Rivers can shovel as much horse fertilizer as he wants at his media availabilities, but the tape doesn’t mask the stench. Games 5 and 6 of the Heat-Sixers series were masterclasses in effort disparity. Leave aside X’s and O’s for the moment. The 76ers were simply outhustled. The offense was completely discombobulated while the defense alternately suffered from slow rotations, mental lapses, and a plain lack of trying:

It wasn’t good enough. The team wasn’t good enough. The root of the problem feels like a lack of accountability, and that particular ailment starts at the top and works its way down the roster. If the coach, at least in his public-facing responsibilities, refuses to take ownership of any of his mistakes, why should the players who work for him?

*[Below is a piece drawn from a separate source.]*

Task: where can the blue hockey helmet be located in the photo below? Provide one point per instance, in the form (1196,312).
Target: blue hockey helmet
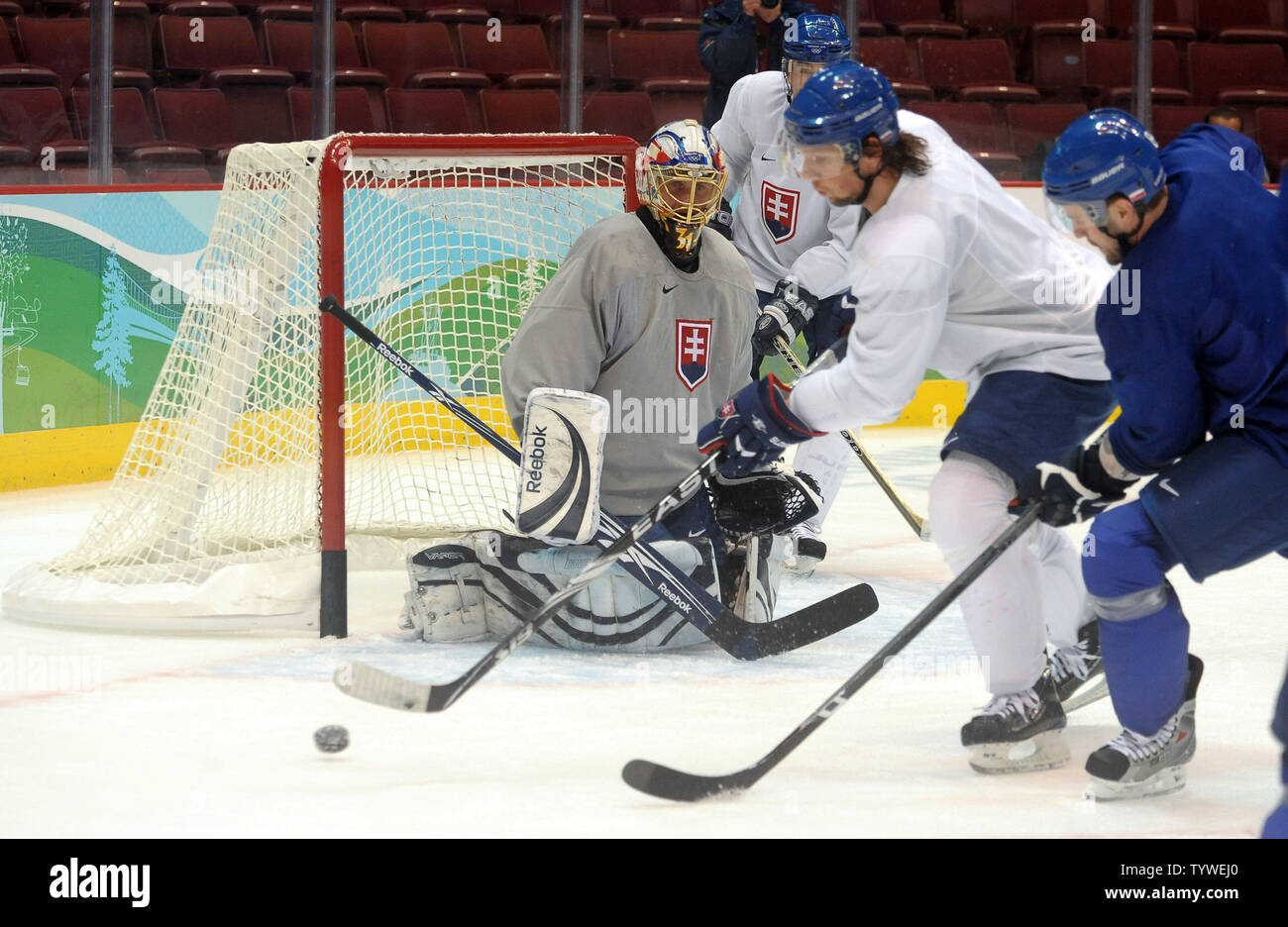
(827,121)
(1102,154)
(810,43)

It reminds me of something an accomplished NBA coach once said. “Accountability is key…It is on the players, but it has to start somewhere. And it has to start with the coaching staff. It has to start upstairs in the front office. It has to start in the training room. Accountability has to be throughout your team and throughout each single player.”

It was an insightful observation from Doc Rivers at his introduction to Philadelphia two years ago. All that’s changed in the meantime is the coach’s resolve to excuse his failures and justify another premature playoff exit.